When it comes to “exam techniques”, “tips for studying”, “how to manage time/cram for exams” – I’ve been there, done that. Over the past sixteen years, I’ve tried the gamut of study methods: (Click on the links below to learn more)

*Pomodoro for time management;

*Cornell for note-taking and

*Bullet Journal for keeping on top of tasks.

I’ve tried studying first thing in the morning, late at night; at home, at school, in libraries; the list goes on. The only thing I’ve found that works? Doing what best serves you, and not anyone else.

Give different study techniques a shot (if you’d like!) before exams are nigh, but stick to the basics in your routine when it comes to crunch time. 

For example, the Pomodoro method was lauded by everyone around me, but I found that I had little patience for its 25-5 intervals.

Instead, I did better with ‘warming up’ in the daytime and more focussed studying at night. Sticking to a routine that I was comfortable with made for a less stressful, more timely preparation process.


“The higher the stakes, the higher the pressure”: this perspective seems intuitive and almost natural to us. Parents, teachers, and students alike fret much more about national exams like PSLE or O-Levels than regular school tests, even though the difference between the former and latter is one of degree and not of kind.

Students should prepare for all tests/exams in the same way – by focusing on the
preparation process, and not the hypothetical catastrophic consequences that might (or more realistically, might not!) occur after the results come back.

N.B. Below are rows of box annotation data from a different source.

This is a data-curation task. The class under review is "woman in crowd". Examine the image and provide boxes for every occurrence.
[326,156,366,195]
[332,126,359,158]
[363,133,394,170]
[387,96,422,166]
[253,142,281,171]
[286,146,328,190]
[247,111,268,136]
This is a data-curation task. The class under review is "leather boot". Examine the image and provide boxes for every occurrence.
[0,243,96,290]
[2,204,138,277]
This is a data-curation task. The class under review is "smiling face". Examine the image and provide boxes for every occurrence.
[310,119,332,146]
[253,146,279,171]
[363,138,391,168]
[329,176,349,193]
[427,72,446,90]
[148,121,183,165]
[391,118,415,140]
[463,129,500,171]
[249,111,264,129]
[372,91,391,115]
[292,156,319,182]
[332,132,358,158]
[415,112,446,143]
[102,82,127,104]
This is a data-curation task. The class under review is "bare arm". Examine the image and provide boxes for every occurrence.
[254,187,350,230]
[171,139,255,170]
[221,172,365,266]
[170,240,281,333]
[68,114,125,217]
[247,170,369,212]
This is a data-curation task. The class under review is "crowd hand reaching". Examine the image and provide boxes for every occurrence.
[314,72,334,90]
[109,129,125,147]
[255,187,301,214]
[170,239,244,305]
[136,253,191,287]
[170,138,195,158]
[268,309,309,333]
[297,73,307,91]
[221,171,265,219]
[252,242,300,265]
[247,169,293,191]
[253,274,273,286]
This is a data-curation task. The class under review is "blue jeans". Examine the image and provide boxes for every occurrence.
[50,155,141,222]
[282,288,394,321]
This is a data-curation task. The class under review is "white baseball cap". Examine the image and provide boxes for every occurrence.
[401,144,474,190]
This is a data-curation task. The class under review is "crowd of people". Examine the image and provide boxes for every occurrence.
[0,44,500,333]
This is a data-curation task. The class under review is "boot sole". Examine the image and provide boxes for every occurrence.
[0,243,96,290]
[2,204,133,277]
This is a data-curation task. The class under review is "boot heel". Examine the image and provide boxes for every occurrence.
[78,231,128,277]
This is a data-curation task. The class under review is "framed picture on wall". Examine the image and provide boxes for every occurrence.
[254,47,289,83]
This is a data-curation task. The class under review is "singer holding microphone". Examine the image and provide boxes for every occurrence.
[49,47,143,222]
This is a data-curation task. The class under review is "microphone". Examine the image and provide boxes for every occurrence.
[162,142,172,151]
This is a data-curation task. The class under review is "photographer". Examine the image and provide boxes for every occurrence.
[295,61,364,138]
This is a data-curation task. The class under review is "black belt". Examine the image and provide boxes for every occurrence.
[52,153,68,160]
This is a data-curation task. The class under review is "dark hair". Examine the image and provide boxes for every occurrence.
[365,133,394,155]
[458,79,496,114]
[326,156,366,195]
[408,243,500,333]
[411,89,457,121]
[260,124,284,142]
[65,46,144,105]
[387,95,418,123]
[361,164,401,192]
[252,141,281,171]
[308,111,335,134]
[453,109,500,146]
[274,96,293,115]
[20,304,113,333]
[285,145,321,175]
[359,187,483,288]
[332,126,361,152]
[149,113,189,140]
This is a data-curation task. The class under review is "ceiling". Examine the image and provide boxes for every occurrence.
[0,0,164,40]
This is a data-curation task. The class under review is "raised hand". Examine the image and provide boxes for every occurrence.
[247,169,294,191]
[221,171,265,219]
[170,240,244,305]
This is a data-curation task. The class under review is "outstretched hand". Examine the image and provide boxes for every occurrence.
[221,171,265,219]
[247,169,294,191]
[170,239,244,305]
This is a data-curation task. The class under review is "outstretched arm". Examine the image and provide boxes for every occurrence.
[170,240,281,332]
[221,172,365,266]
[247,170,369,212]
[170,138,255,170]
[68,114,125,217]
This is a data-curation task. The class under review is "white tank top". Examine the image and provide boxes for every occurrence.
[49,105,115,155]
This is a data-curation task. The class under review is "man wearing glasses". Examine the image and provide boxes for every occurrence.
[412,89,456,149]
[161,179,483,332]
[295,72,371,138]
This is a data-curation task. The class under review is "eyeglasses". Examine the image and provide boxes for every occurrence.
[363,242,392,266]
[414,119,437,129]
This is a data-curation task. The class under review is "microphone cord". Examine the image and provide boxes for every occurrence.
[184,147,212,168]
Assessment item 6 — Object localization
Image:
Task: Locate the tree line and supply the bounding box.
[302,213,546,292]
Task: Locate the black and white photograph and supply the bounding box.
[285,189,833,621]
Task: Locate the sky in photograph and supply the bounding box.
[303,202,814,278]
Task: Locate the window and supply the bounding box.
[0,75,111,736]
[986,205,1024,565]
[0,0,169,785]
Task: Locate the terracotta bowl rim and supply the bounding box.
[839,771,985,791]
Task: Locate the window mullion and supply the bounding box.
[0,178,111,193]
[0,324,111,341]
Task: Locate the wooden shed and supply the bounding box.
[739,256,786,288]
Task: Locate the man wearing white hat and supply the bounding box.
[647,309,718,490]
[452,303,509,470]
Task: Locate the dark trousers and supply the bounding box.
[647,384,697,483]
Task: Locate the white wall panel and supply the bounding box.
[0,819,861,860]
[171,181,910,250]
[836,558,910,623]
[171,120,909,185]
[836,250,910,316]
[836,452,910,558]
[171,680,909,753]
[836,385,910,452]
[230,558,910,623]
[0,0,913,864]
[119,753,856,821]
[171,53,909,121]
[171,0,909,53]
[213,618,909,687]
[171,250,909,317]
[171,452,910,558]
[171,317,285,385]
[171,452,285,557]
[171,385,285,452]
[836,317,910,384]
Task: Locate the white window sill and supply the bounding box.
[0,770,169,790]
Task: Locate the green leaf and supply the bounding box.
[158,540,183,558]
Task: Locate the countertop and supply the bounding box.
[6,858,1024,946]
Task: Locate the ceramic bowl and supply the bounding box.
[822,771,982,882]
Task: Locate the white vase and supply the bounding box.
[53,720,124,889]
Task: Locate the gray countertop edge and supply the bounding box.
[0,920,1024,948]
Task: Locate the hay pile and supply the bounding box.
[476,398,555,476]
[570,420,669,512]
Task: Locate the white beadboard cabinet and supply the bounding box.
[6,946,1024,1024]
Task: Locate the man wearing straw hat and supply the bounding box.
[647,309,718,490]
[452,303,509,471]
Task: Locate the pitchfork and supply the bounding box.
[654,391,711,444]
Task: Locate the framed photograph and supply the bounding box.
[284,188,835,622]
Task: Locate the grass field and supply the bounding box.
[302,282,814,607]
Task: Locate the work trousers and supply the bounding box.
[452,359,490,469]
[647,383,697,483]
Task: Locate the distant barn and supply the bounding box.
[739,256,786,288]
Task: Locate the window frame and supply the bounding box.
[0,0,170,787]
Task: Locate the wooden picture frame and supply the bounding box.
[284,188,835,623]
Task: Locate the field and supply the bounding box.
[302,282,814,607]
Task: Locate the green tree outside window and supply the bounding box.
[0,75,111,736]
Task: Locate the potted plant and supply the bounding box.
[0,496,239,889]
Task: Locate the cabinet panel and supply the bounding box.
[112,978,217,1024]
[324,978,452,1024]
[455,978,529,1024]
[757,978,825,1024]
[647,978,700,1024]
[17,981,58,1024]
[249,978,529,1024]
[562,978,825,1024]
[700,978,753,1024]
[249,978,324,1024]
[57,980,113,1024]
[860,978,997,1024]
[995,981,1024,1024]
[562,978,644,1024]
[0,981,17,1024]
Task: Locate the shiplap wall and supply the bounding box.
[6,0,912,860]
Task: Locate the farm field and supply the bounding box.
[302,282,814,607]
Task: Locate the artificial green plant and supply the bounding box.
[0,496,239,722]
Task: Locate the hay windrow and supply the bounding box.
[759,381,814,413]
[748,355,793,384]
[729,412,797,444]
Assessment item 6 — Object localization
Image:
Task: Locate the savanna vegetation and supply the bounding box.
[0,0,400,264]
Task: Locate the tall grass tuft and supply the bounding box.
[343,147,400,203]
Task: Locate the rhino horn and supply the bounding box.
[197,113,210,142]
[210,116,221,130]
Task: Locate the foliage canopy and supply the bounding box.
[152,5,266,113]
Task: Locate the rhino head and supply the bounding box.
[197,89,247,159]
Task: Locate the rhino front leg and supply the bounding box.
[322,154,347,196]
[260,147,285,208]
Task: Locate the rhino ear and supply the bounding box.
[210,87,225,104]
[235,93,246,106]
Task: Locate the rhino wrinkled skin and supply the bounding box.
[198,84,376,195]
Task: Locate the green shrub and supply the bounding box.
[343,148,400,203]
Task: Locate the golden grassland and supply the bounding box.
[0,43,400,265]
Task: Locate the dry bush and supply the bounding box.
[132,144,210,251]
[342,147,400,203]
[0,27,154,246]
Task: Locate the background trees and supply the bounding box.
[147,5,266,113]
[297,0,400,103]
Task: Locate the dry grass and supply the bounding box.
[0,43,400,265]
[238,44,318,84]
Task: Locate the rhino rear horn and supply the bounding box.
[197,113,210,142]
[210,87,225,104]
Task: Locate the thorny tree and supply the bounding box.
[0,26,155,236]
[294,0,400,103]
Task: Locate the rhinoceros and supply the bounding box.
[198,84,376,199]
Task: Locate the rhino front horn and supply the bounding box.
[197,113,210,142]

I applied the same amount of effort to my weekly quizzes in university as I did to the final exams that happened every semester; as a result, not only were my quiz results consistent, I was much less stressed out in the days leading up to my final exams.

In other words: if we treat so-called ‘small stuff’ as equally important parts of the learning process, learning becomes more consistent and more organic. Following that, big-ticket items will naturally become less daunting – as they should be.